The U.N. Security Council has adopted a resolution condemning North Korea's missile tests, and imposing weapons-related sanctions on the Pyongyang government. North Korea immediately rejected the measure, and vowed to continue its missile program.

The strongly-worded measure was adopted unanimously Saturday, after 10 days of intense and difficult negotiations, both in New York and in world capitals. The final details were agreed among leaders attending the G-8 summit in Russia.

Japan led the push for legally-binding sanctions, after North Korea staged seven ballistic missile tests early this month. Many of the missiles fell into the Sea of Japan.

Japan's vice-foreign minister, Shintaro Ito, was the first to take the floor following the Council vote. Referring to North Korea by its formal initials, DPRK, he called the missile tests "reckless and condemnable," and hailed the resolution as a "milestone." "These missile launches pose direct threat to the security of Japan and other countries, but the nature of the threat becomes far more serious in light of the DPRK claim it has developed nuclear weapons," he said.

But North Korea's U.N. ambassador, Pak Gil Yon, angrily rejected the measure, calling the Security Council's action "unjustifiable and gangster-like," and accusing the United States of what he called "strategic blackmail." "The delegation of the Democratic People's Republic of Korea resolutely condemns the attempt of some countries to misuse the Security Council for the despicable political aim to isolate and put pressure on the DPRK, and totally rejects the resolution, which was adopted," he said.

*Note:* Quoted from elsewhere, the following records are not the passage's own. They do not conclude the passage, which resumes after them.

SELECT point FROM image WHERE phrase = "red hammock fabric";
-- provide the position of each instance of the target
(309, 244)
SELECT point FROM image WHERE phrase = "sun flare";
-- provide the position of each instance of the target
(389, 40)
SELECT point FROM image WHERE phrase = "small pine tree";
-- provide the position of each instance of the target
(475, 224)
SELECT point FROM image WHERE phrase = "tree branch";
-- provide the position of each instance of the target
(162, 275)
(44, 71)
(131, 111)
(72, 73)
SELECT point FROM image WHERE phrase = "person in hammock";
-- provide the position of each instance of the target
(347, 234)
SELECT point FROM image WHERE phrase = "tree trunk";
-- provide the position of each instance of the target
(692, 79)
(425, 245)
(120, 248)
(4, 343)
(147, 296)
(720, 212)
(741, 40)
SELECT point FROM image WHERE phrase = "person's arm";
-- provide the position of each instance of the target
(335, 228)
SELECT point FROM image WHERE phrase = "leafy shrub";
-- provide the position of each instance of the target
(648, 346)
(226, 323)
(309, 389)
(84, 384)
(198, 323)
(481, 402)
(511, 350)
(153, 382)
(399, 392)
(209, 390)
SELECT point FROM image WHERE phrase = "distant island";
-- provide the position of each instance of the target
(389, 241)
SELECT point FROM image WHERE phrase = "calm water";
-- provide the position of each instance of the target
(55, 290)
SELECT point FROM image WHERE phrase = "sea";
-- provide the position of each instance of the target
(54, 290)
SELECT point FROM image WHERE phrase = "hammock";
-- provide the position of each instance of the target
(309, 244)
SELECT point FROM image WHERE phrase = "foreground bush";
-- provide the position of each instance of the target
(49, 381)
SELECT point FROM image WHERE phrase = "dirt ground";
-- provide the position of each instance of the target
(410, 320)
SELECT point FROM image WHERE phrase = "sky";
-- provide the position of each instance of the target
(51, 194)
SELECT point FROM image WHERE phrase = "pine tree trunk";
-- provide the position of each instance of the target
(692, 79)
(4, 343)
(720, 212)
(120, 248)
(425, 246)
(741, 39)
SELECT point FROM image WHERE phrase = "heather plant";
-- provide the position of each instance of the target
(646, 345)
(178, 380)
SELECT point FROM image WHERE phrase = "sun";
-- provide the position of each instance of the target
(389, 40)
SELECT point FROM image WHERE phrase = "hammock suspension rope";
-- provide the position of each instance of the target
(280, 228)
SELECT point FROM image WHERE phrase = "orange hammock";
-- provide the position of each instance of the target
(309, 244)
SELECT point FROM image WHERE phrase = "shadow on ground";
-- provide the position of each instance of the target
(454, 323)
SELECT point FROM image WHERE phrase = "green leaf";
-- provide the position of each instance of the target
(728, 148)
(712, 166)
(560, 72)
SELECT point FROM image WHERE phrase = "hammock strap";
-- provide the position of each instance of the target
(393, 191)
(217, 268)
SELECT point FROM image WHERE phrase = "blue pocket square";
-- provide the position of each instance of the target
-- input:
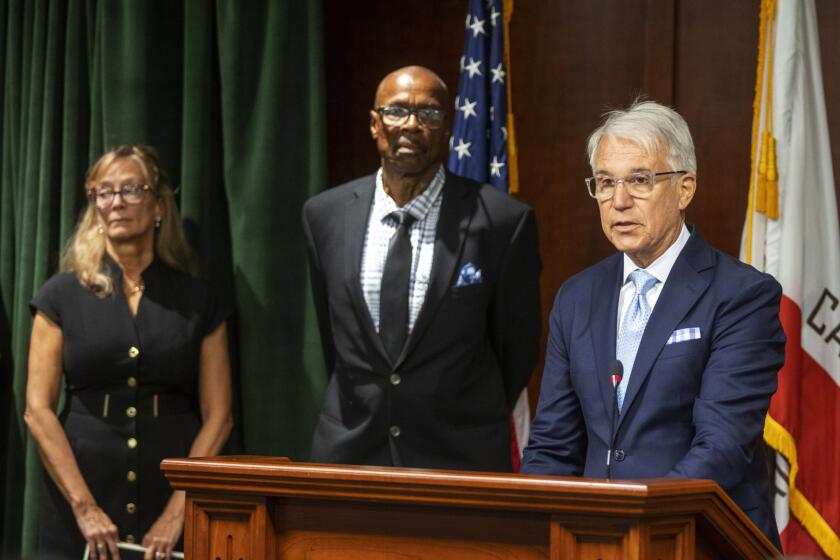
(469, 276)
(684, 335)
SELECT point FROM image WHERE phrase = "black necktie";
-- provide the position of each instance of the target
(393, 292)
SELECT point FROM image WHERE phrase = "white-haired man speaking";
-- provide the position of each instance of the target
(696, 332)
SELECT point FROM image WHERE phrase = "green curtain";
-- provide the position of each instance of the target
(231, 93)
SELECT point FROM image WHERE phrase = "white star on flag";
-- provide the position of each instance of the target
(496, 167)
(472, 67)
(493, 15)
(498, 74)
(463, 149)
(468, 108)
(477, 26)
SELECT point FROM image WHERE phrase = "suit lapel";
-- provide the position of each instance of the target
(456, 211)
(604, 317)
(681, 291)
(356, 218)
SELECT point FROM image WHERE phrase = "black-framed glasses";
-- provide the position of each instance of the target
(638, 185)
(131, 194)
(394, 115)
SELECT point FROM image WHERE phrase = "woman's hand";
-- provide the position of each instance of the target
(98, 530)
(166, 530)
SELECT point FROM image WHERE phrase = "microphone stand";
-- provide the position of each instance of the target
(616, 369)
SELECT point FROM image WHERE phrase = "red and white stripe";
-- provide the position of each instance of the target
(802, 250)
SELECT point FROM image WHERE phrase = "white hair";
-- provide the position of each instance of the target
(651, 125)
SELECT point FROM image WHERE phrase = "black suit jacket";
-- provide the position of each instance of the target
(446, 402)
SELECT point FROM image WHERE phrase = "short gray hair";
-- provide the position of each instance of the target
(652, 126)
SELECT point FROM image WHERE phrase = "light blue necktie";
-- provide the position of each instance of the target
(633, 327)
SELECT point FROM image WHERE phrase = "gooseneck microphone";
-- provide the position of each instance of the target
(616, 369)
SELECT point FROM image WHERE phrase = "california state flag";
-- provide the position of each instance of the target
(791, 231)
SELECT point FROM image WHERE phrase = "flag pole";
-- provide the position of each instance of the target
(513, 161)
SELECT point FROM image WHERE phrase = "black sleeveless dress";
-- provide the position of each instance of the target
(130, 395)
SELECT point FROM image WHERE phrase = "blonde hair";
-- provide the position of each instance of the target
(86, 248)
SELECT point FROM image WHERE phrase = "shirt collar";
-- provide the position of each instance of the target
(383, 205)
(661, 267)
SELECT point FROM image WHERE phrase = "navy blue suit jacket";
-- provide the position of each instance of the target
(692, 409)
(470, 353)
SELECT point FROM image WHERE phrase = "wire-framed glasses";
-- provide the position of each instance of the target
(638, 185)
(394, 115)
(131, 194)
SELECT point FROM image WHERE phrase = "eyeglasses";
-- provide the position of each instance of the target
(638, 185)
(429, 117)
(131, 194)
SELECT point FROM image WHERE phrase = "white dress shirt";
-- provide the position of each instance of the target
(425, 209)
(659, 269)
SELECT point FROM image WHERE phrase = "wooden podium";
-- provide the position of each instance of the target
(255, 508)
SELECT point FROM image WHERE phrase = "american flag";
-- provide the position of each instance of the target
(478, 148)
(479, 143)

After his speech, the North Korean envoy immediately got up and walked out of the Council chamber.

The resolution was adopted after sponsors agreed to a Chinese demand to drop all references to Chapter Seven of the U.N. Charter, which makes a Council resolution enforceable by military action. But even without the Chapter Seven reference, the American U.N. ambassador, John Bolton, told the Council he was satisfied that the measure has the force of law. "But let's be clear. The resolution demands, demands that North Korea suspend all activity relating to its ballistic missile program. It requires all member states not to supply North Korea's missile- or any other weapons of mass destruction-programs, and it requires that all member states refrain from purchasing anything relating to North Korea's missile- or weapons of mass destruction-programs," he said.

China and Russia, two veto-wielding Council members that strongly opposed earlier drafts of the resolution, both welcomed adoption of the amended measure. Ambassador Wang Guangya of China, North Korea's closest ally, expressed hope that the Council's unanimous action would encourage all parties to act calmly, and continue diplomatic efforts for the denuclearization of the Korean peninsula.